Yin Yin: La recensione di “Mount Matsu”

4 mins read

Review

Voto
7.2/10
Overall
7.2/10
  • Mount Matsu – Yin Yin
  • 19 Gennaio 2024
  • Glitterbeat Records

Quattro ragazzi olandesi che si mettono in gioco attingendo per sonorità, nomi ed estetiche al sud-est asiatico, principalmente al rock psichedelico e alle musiche degli anni Sessanta e Settanta: è così che gli Yin Yin cominciano a solcare le onde discografiche nel biennio 2018/2019, dove uscirà l’ottimo esordio The Rabbit That Hunts Tigers, che li incorona in breve tempo tra i progetti emergenti psych rock europei. Dopo aver affrontato la pandemia registrando e pubblicando Age Of Aquarius (2022), il quartetto olandese si è già fatto un nome, e arriva preparato a questo terzo album, sempre prodotto con la Glitterbeat Records e uscito il 19 gennaio 2024, a cui segue il tour europeo. Gli Yin Yin nascono a Maastricht, da Kees Berkers, Remy Scheren, Robbert Verwijlen ed Erik Bandt e sono un affiatato gruppo di ragazzi che mescola interessi, gusti e predisposizioni per i nuovi lavori a cui si dedicheranno.

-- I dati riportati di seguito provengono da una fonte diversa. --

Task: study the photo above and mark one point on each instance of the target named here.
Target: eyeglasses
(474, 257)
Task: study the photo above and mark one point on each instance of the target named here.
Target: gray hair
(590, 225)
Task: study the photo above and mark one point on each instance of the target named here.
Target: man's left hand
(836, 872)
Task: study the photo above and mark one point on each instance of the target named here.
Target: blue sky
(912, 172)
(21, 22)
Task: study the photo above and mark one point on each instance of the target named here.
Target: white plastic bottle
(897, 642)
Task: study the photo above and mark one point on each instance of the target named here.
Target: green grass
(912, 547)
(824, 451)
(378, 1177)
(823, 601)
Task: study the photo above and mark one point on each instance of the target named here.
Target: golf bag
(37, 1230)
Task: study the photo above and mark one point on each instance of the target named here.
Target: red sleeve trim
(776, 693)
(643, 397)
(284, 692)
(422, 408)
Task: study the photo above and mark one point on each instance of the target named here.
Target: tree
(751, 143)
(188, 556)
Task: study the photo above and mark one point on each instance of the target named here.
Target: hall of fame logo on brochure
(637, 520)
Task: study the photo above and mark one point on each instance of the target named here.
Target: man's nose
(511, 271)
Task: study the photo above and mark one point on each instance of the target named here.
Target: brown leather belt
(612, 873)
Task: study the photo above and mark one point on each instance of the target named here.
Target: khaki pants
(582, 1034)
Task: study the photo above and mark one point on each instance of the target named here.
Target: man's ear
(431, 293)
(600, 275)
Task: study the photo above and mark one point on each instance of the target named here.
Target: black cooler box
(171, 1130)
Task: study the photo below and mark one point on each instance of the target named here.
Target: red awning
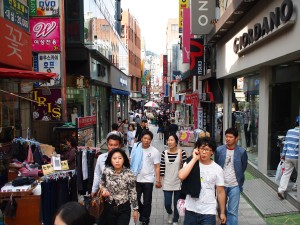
(25, 74)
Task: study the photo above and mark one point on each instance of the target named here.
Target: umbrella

Nell’ultimo decennio si sono affermati a livello internazionale varie band alt-psych-rock, sia dagli States (Khruangbin, All Them Witches) che dagli altri continenti (Kikagaku Moyo, Altin Gün, Mildlife) che hanno effettivamente modernizzato il genere, facendo buoni numeri e creando effettivamente una mini-corrente internazionale: gli Yin Yin partecipano all’equazione, aggiungendo alcuni elementi che proprio in questo Mount Matsu risalteranno all’occhio.

Yin Yin

È, in un certo senso, con il 2023 che comincia l’album, ossia con la traccia The Year of The Rabbit (che nel ciclo dello zodiaco cinese era lo scorso) che mostra in piena regola le proprietà caratteristiche del gruppo, uno strumentale psych con sonorità orientali e arabeggianti; seguirà il filone The Year of The Tiger (che, sempre nello zodiaco cinese, simboleggerebbe il 2022), un potente incrocio di vari strumenti anticipato da un incipit quasi tribale. Tam Tam e The Perseverance of Sano (la quale richiama un po’ la storica Misirlou di Dick Dale) mescolano allo psych quel tanto di surf rock alla formula.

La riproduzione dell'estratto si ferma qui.